Выбрал он норы правильно, но встал не на лазу. Лис понорился бесшумно в отнорке — только рыжей трубой мелькнул. Сашка шумнул, влез на норы и стал ждать, как натечет гон, чтобы сходить за норным. Но удивлению его не было предела, когда мгновение спустя лис вылетел пулей из другого отнорка и сиганул вверх по противоположному склону оврага. Хоть и в удивлении, и не больно изготовившись, он выстрелил дуплетом, и лис крякнул, рухнул, скатился чуть по склону.

— Ну, думаю, насмерть бит, — оправдывался Сашка. — Так и срезал его дубелем, как одуванчик косой.

— А оказалось, что сам косой? — съязвил я, как мне показалось, замечательно остроумно, и напрочь забыв при этом обо всех своих прошлых промахах. — Сразу в дуду дудеть взялся, пудель.

— Так ведь мертвый совсем лежал! — простосердечно объяснил Сашка. — Я так протрубить мечтал. Сломал скорей стволы, приставил к губам, аж зарделся сам. Это ведь мой был, ну тот, с глазом…

Мне стало совестно за свое ехидство и глупый каламбур. Чтобы как-то выйти из положения, я спросил зачем-то излишне грубо:

— Так ты попал, или вообще не попал?

— Как не попал? — удивился Сашка. — А чё б ему падать, если б я не попал? Лапы передние перешиб. Вон гляди по следу.

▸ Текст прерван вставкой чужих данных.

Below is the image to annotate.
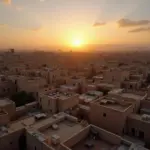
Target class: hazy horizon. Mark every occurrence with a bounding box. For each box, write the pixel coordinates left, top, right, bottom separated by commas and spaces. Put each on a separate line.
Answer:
0, 0, 150, 50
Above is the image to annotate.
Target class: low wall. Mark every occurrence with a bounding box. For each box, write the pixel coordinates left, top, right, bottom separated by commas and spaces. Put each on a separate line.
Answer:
63, 126, 90, 148
91, 125, 122, 145
0, 129, 24, 150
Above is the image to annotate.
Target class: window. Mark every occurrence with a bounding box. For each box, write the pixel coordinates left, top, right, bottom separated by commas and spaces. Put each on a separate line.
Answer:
48, 100, 50, 106
131, 128, 135, 136
139, 131, 144, 139
103, 113, 106, 117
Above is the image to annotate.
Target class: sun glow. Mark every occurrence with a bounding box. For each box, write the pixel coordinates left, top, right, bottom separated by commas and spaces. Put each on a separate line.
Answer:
72, 39, 83, 47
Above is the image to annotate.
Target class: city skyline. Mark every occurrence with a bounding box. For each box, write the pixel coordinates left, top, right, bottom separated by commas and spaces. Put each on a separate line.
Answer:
0, 0, 150, 49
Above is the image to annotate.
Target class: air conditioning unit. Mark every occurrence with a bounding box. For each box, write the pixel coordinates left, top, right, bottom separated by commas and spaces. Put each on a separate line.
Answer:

С этими словами он подбежал к месту падения лиса, и, показывая влекомые ветерком рыжие шерстинки, кровь на снегу и сбивчивый шаг хромой лисы, повторял:

— Вот, гляди. Вот… Вот… Вот, гляди. И вот… вот…

Раненый зверь…

По моим наблюдениям, охотники на охоте ранят зверя гораздо чаще, чем в своих рассказах. В рассказах, как правило, бьют мертво. И случается это не столько из-за довольно распространенного среди людей желания похвастать, сколько из смешанного чувства вины перед раненым животным, которого приходится еще мучить продолжающейся охотой, и нежелания выглядеть жестоким перед людьми чувствительными. Возможно, и я поддался бы этой слабости, будь мой рассказ о какой-то рядовой охоте, а не о Жане Вальжане. Здесь же скруглить острые углы, соврав, что Сашка просто мазанул, будет, пожалуй, очень уж не честно по отношению к лисовину, поразившему нас своей хитростью и храбростью. Хитрость Жана Вальжана состояла вовсе не в том, что он притворился мертвым после дуплета. Лисы часто теряют сознание в результате шока, но зато и неожиданно приходят в себя и, мгновенно сориентировавшись, используют любую сложившуюся ситуацию в свою пользу. Жан Вальжан, очнувшись с одной перебитой передней и другой подраненной, не был чрезмерно прыток. Он с трудом выправился, пока Сашка отнимал стволы, пахнущие горелым порохом, от губ. Он прыгнул вверх по склону, подвернув ногу и ткнувшись мордой в снег, прыгнул еще раз и неуверенно поковылял. Сашка с изменившимся лицом побежал за ним, стараясь на ходу примкнуть стволы. Лис стал подниматься заметно быстрее.